Door ds. Henk Poot
Een gedeelte wat mij bezig houdt is Romeinen 8. Het is een prachtig hoofdstuk met als hoogtepunt de vraag wie nu nog een beschuldiging kan inbrengen tegen de uitverkorenen van God, nu Christus voor de zonden gestorven is en aan de rechterhand van God voor ons pleit. Wat me aan het denken heeft gezet is dat Paulus hier teruggrijpt op gedeelten uit de Psalmen en Jesaja, bekende verzen voor zijn volk.
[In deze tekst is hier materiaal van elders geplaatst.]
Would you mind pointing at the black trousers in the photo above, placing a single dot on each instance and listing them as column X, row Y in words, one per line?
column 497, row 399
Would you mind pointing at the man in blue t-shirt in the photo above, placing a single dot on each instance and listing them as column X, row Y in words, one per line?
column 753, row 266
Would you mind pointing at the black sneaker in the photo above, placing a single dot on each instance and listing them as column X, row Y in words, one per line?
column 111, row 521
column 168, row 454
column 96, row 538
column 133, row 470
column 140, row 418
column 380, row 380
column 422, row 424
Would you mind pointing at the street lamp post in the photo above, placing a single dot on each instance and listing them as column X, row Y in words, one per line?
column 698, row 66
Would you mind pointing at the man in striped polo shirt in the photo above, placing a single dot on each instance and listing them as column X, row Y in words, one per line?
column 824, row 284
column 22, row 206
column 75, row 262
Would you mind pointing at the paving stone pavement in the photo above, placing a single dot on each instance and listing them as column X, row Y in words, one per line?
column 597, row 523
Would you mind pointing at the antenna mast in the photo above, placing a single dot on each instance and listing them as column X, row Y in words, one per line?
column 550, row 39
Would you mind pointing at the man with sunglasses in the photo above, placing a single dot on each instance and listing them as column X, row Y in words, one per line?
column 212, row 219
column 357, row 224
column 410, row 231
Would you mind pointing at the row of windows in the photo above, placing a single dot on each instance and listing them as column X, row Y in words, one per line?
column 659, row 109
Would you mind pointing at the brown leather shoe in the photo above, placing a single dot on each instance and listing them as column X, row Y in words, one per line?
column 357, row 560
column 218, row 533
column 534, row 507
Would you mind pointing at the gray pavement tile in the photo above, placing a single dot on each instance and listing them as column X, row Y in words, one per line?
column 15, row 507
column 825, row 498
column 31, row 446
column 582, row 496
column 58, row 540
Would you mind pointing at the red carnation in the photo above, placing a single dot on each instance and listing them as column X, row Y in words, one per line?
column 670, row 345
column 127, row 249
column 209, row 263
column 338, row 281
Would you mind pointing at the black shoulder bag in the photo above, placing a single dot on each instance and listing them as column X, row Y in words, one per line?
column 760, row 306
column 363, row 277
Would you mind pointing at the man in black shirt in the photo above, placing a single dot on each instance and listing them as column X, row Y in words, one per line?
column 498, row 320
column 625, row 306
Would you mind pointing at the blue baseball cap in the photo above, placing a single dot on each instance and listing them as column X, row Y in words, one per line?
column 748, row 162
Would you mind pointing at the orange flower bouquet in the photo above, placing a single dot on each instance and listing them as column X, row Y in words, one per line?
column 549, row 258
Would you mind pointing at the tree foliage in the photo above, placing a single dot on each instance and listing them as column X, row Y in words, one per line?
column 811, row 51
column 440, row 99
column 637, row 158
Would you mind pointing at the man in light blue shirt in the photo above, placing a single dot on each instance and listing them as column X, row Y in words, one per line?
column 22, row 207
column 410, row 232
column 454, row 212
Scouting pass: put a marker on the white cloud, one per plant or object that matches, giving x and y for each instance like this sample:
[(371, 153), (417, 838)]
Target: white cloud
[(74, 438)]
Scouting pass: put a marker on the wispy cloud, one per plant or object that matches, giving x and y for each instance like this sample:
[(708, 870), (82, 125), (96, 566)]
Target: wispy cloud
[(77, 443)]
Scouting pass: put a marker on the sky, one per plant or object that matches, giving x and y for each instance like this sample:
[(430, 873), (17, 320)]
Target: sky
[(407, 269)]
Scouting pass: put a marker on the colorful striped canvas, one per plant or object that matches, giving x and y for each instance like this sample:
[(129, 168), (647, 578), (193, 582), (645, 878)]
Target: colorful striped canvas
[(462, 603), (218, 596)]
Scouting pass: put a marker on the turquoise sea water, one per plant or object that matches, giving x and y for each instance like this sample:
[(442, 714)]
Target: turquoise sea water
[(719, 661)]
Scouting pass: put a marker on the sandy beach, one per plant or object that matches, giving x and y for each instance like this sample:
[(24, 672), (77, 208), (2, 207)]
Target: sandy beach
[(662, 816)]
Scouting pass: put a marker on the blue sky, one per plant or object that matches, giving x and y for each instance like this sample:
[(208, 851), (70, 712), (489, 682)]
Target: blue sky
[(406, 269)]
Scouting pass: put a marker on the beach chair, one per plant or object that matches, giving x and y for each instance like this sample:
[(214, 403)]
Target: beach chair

Ik heb me afgevraagd of Romeinen 8 iets te maken zou kunnen hebben met de hoofdstukken die daarop volgen en waar de apostel schrijft over het ongeloof van sommige Joden met als grote vraag: heeft God Zijn volk soms verworpen? Is Romeinen 8 met zijn enorme zekerheid soms al een antwoord op wat hij daar aan de orde stelt? Gaat het hier misschien in de eerste plaats om Israël?
Weg van lijden
En gaat het dan ook in het gedeelte ervoor soms over Israël? ‘Want hen die Hij tevoren gekend heeft, heeft Hij er ook van tevoren toe bestemd om aan het beeld van Zijn Zoon gelijkvormig te zijn’ (vers 29). God heeft Israël immers te voren gekend! En wat betekent dat dan? Betekent dat gelijkvormig zijn aan Christus? Heerlijkheid? Dat zeker, maar het betekent toch ook de weg van het lijden. Gaat Israël in de geschiedenis de weg van haar Messias? Miskend als het hoofd van de volkeren, verguisd, geslagen, voor het gerecht gedaagd en uiteindelijk gedood. Voorziet Paulus dát? Jesaja 25, het mooie hoofdstuk over de komst van het Koninkrijk zegt dat dan eindelijk de smaad van Israël zal worden weggedaan van heel de aarde. Die is er dus tot aan het einde geweest.
Weg van verwerping
De weg van het Joodse volk is een weg van verwerping. Voor ons echter is het zaak om daarbij niet toe te kijken, maar om Israël nabij te zijn en het onze liefde te tonen en de leugens te weerspreken. Toen Jezus de Via Dolorosa doorliep, waren wij er niet bij. Maar als we ons nu toekeren tot Zijn volk, zal Hij zeggen dat wij het aan Hem hebben gedaan.